How to build a tech culture in a non-tech industry
Renowned for being agile and innovative, a ‘tech culture’ appeals far beyond traditional technology businesses. But what does the culture actually involve, and can you transfer its learnings to a non-tech industry?
Defining tech culture
First promoted by Silicon Valley heavyweights, the idea of a ‘tech culture’ was designed to solve a problem every industry faces - how to recruit and retain the best staff.
At the height of the tech boom, companies such as Google and Apple were competing for a small number of highly skilled talent. To secure their top targets, technology giants took a leaf out of the bestseller ‘Drive’ by Daniel H. Pink. The book outlines the need for humans to “direct our own lives, to learn and create new things, and to do better by ourselves and our world” as the real secret to job satisfaction and high performance.

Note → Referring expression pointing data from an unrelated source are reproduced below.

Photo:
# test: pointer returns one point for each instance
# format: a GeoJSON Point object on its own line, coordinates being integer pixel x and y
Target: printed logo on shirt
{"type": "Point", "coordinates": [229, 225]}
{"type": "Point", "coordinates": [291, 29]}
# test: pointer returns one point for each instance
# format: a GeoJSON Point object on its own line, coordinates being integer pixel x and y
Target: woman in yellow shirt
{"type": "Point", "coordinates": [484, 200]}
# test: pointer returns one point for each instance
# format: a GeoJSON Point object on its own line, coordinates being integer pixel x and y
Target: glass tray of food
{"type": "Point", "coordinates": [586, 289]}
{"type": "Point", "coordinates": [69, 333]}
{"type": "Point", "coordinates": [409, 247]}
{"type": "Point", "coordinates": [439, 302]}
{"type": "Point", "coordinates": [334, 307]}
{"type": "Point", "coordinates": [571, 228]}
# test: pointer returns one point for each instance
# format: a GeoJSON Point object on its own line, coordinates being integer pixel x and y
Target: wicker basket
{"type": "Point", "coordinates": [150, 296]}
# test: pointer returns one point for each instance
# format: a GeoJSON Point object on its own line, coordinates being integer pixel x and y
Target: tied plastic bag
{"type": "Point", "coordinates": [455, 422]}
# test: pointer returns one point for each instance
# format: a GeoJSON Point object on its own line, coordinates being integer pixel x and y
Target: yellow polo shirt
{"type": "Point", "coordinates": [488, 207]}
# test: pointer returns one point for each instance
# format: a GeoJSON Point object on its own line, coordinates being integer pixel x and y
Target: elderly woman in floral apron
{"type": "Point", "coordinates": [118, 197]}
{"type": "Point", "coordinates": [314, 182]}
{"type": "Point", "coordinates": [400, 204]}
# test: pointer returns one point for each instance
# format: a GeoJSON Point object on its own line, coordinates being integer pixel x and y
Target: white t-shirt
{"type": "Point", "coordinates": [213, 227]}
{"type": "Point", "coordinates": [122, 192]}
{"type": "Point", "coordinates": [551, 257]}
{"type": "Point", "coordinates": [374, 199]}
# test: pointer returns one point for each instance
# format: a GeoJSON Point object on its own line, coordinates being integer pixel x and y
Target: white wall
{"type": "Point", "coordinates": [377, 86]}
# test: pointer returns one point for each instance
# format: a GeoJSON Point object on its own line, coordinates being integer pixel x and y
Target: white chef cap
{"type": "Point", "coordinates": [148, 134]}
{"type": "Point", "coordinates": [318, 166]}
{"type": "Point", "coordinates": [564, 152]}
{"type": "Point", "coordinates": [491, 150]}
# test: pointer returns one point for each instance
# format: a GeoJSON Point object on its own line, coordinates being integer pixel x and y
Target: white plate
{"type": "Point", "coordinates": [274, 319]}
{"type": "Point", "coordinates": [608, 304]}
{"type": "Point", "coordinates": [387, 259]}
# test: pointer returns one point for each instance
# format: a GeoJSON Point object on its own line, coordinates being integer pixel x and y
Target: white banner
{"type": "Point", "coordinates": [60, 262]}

Tech company manifestos seized the opportunity to highlight their vision and mission: Google sought “to organise the world’s information and make it universally accessible and useful”. Amazon wanted to be the “earth’s most customer-centric company…,” while Apple - as early as the 1980s - existed “To make a contribution to the world by making tools for the mind that advance humankind.”
A clearly articulated, forward-thinking vision, expressed in the context of a wider worldview beyond the individual or even the company, created an aura of ‘greater good’ around the work technology companies did.
Evolving a workplace culture
Having the ‘right’ culture is a fundamental driving force behind a successful team or company. A tech culture is sought after by non-tech companies, but bringing any changes to workplace cultures can be tricky to manage. For any workplace culture to resonate and be effective, it needs to be clearly articulated and lived by all stakeholders - a commitment from the top down was arguably the real reason Apple blossomed under Steve Jobs, and Tesla sped ahead under (pre-Twitter) Elon Musk.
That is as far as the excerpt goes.